We’ve been tracking the top of the S&P500 for a while and, whilst it currently lags the ferocity of the 1987 top, it is giving the 2007 and 2000 bears a ‘run for their money’. If this does turn out to be a mere correction, it’s certainly an unpleasant one, especially given the time of year.
At -9.2% down for the month, the S&P500 is making a mockery of its seasonal tendency. Over the past 30 years the index has averaged +1.48% a month and posted a positive close 80% of the time. Of the 6 bearish months in December, its average is -1.89% with the second worst sell-off being -6.1% in 2002. In fact, this is currently its third worst month using data from 1960.

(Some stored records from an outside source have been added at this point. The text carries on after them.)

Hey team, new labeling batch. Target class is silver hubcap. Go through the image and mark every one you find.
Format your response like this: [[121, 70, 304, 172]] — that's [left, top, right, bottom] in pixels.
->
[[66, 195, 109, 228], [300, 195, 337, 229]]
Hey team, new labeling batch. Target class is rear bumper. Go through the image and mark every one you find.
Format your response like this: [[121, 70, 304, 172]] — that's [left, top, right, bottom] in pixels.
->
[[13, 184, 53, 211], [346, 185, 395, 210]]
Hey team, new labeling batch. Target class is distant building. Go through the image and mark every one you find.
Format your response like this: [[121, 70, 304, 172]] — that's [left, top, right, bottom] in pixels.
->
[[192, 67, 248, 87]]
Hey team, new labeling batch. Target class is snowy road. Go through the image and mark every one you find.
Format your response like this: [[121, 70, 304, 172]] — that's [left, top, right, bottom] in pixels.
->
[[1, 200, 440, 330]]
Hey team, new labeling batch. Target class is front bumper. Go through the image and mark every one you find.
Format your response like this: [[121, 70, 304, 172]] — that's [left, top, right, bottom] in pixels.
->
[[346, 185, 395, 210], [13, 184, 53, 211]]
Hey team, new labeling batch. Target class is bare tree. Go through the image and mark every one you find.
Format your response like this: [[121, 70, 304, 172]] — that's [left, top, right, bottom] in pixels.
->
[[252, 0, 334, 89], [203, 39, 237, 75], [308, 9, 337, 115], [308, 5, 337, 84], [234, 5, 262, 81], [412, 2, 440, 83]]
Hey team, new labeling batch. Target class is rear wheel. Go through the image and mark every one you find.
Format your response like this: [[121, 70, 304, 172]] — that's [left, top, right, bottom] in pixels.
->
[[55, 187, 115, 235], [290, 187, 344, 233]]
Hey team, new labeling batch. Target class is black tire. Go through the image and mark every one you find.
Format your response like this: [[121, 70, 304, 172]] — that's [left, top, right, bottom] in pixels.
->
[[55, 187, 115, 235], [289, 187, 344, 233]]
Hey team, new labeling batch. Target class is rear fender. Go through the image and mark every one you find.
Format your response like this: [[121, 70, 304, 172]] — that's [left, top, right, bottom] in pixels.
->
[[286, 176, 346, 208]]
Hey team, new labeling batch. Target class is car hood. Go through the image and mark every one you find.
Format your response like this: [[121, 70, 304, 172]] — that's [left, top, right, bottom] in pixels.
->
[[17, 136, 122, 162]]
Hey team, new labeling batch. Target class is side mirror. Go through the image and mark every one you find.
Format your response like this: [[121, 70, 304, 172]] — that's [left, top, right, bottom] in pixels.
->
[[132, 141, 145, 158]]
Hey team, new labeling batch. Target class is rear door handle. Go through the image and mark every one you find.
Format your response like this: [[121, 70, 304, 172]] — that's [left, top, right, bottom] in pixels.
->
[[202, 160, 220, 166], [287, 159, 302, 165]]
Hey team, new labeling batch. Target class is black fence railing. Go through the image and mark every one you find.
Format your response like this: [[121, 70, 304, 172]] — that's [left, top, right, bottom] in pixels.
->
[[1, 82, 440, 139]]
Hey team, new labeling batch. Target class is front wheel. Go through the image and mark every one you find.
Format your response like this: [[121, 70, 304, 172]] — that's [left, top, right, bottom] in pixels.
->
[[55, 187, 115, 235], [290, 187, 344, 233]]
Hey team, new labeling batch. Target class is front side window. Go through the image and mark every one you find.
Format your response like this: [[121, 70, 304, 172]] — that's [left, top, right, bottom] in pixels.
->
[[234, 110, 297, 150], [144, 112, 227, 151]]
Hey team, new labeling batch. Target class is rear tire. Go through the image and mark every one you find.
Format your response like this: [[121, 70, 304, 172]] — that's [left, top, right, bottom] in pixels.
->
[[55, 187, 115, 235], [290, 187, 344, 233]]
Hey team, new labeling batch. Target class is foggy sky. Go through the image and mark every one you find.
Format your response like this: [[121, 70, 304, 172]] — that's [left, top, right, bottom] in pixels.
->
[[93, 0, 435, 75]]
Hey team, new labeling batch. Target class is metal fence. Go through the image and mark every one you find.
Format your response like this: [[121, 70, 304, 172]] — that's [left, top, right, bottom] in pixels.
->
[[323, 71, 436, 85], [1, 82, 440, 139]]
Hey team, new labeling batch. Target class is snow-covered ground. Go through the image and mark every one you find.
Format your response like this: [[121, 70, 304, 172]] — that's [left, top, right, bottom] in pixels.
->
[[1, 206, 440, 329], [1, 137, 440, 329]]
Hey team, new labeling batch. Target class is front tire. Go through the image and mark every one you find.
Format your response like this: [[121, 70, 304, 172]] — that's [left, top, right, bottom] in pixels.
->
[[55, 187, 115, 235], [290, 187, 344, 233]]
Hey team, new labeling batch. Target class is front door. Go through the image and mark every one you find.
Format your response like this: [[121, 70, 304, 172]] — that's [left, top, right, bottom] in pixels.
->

A simpler way of looking at the seasonal table is to only count a month as ‘positive’ if the month gains on average over 50% of the time (or ‘negative’ for bearish months over 50% of the time). From this angle, the only negative month tends to land in September. So, if Santa is banking on a positive close this month, he could well be on the dole by January.
Technically, the daily trend structure is firmly bearish and yesterday’s outside day closed beneath the 2018 low. There’s a risk that the near-term is overextended to the downside as it trades beyond its lower Keltner band. Moreover, yesterday’s low perfectly tested the lower trendline of a bearish channel.
Still, with the index being so emotionally charged, we’d question any urge to buy at these lows. We’d prefer to stick with momentum and wait for prices to consolidate or retrace to an area of resistance, such as the 2585.29-2594.62 resistance zone. Ultimately, we think momentum will take this down towards the June and August lows around 2405.70-2417.35.